28 September 2009
The number of South Africans living in poverty declined between 1999 and 2007, positioning the country well to meet its target of halving poverty by 2014, while the incomes of the poorest have increased from R783 to R1 041 per month in recent years, a new report finds.
Development Indicators 2009, released last week by The Presidency’s policy coordination and advisory service unit, also found that more than 13-million South Africans now receive social grants, compared to 7.87-million in 2004/05.
Economic growth, employment
The report, which provides information on the impact of government programmes, found that there was a significant decrease in the number of South Africans living in the lower categories of the Living Standards Measure (LSM -3), as well as an increase in the size of the middle bands (LSM 4-6).
“The improvement in people’s lives should be attributed to economic growth and expanding employment, as well as the government’s poverty alleviation initiatives, social assistance and support for better housing,” the report says.
Despite the reduction in poverty, the publication found that income inequality has remained the same or worsened in the country.
“We are improving people’s quality of life, but inequality is worsening,” Planning Minister Trevor Manuel said in Cape Town last week, adding that the government would have to focus on intensifying its programmes to take the country onto a higher development trajectory.
He noted that the distribution of social grants and the improvement of the labour market were not enough to dent income inequality, which the report says did not decrease even during the years of economic growth.
“When the percentage of richest and poorest quintiles is compared, the deep structural nature of poverty in the country is clear,” Manuel said. “This structural nature of poverty has a racial underpinning.”

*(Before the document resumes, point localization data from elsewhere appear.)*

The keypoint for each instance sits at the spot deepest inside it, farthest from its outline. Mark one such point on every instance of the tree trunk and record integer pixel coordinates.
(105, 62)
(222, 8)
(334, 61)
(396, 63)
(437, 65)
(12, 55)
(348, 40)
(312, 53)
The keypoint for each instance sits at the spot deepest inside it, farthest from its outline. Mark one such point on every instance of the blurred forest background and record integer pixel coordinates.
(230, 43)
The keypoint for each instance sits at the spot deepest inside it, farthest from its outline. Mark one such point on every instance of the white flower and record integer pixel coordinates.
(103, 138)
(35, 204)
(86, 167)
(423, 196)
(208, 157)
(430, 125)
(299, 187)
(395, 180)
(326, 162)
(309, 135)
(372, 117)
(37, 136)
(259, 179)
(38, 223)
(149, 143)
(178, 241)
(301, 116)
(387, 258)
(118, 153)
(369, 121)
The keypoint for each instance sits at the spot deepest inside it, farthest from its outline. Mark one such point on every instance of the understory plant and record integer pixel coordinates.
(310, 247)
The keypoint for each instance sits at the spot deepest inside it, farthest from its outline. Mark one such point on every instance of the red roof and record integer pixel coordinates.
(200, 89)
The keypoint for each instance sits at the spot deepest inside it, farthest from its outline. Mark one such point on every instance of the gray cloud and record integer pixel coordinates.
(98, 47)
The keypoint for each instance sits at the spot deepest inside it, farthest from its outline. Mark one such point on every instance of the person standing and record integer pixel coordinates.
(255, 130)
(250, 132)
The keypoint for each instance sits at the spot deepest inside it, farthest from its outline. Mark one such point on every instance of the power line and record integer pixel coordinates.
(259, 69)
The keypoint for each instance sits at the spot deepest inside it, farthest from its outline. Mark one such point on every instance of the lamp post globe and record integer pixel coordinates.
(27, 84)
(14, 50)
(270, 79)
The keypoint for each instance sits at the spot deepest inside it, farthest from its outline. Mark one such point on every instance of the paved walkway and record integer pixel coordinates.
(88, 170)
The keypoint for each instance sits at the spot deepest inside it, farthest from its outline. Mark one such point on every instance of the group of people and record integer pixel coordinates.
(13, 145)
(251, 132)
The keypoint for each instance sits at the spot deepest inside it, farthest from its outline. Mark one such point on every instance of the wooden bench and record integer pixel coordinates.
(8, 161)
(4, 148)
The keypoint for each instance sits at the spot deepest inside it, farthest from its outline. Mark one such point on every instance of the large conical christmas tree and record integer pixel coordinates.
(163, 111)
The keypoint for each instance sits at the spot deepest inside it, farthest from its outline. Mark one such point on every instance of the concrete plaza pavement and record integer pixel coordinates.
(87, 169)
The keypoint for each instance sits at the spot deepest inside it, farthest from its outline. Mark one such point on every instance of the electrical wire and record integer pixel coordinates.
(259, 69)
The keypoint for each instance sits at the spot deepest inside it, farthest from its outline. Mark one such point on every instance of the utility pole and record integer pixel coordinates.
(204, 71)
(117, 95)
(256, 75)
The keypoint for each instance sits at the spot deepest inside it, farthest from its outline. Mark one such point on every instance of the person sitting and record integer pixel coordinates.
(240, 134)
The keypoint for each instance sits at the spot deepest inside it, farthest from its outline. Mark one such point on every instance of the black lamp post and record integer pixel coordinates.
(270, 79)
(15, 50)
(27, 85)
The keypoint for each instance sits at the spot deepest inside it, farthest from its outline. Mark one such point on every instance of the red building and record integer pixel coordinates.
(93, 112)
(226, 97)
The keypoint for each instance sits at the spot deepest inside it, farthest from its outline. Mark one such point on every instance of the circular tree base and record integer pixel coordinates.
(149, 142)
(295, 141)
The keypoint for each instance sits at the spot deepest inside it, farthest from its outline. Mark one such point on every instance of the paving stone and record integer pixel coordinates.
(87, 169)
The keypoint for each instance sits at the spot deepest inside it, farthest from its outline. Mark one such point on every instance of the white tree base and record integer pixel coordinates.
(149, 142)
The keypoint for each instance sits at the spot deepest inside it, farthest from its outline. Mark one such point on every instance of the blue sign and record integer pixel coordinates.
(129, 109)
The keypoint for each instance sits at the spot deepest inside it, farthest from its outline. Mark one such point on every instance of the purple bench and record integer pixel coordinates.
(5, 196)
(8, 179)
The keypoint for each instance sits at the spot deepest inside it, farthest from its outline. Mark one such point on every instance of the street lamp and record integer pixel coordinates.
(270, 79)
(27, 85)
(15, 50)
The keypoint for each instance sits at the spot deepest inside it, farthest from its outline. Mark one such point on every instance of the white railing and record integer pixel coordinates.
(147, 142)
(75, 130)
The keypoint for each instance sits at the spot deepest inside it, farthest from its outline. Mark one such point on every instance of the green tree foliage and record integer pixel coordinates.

Despite recent protests by citizens over alleged lack of service delivery, the report found that the government continued to make big improvements, with the number of subsidised houses continuing to increase, along with access to water, sanitation and electricity.
However, despite the reduction in poverty levels, the rate of eliminating poverty in the country remains slow.
“Although poverty has reduced over time … the rate of eliminating poverty is slow,” the report said, adding: “Over this period, there seems to have been significant shifts in the provincial distribution of poverty.”